= Eva Sorensen =

British chemical engineer

Eva Sorensen is a British chemical engineer. She is the first woman to lead the Department of Chemical Engineering at University College London. She was awarded the Institution of Chemical Engineers (IChemE)'s Frank Morton Medal for promoting best practice in chemical engineering education. Sorensen was appointed Member of the Order of the British Empire in the 2023 Birthday Honours for services to education and chemical engineering. She is a fellow of the Royal Academy of Engineering, the European Society for Engineering Education and the American Institute of Chemical Engineers.

== Life ==
Sorensen is a British chemical engineer. She has worked at University College London since 1996. She has a degree in chemical engineering from the Norwegian University of Science and Technology, graduating in 1989, after which she earned a PhD from the same institution in 1994. She conducted postdoctoral research at the Centre for Process Systems Engineering (CPSE) at Imperial College London.

Sorensen was appointed in 2020 as interim head of the Department of Chemical Engineering while Marc-Olivier Coppens was on a year sabbatical. She is the first woman to lead the department in its one hundred year history.
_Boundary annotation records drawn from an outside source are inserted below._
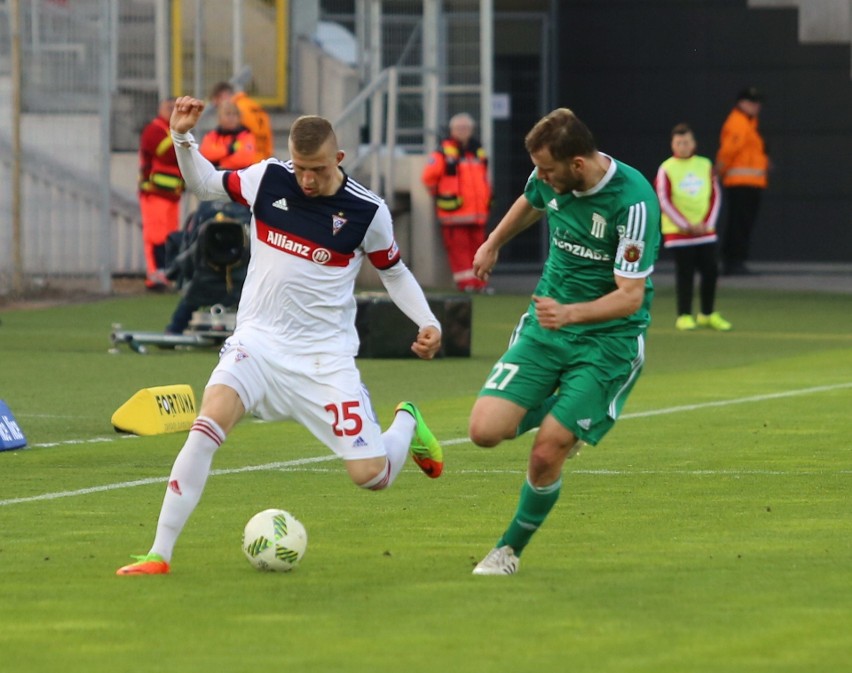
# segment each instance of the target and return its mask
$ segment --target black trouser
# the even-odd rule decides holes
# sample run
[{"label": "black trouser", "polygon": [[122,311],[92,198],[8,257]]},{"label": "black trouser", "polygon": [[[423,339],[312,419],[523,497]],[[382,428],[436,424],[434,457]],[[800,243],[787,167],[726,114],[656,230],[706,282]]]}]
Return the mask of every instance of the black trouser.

In 2018 Sorensen was honoured by the Institution of Chemical Engineers with the Frank Morton Medal for promoting best practice in chemical engineering education. The citation read "Medal awarded to Professor Eva Sorensen for being a key driver for innovation in teaching and learning, inside and outside her own institution. She was noted by the committee to have worked tirelessly over several decades to promulgate best practice in chemical engineering education." Also in 2018 she was elected a Fellow of the European Society for Engineering Education.

Sorensen was appointed Member of the Order of the British Empire in the 2023 Birthday Honours for services to education and chemical engineering.

In 2024 she was elected a fellow of the Royal Academy of Engineering The same year she was also elected a Fellow of the American Institute of Chemical Engineers.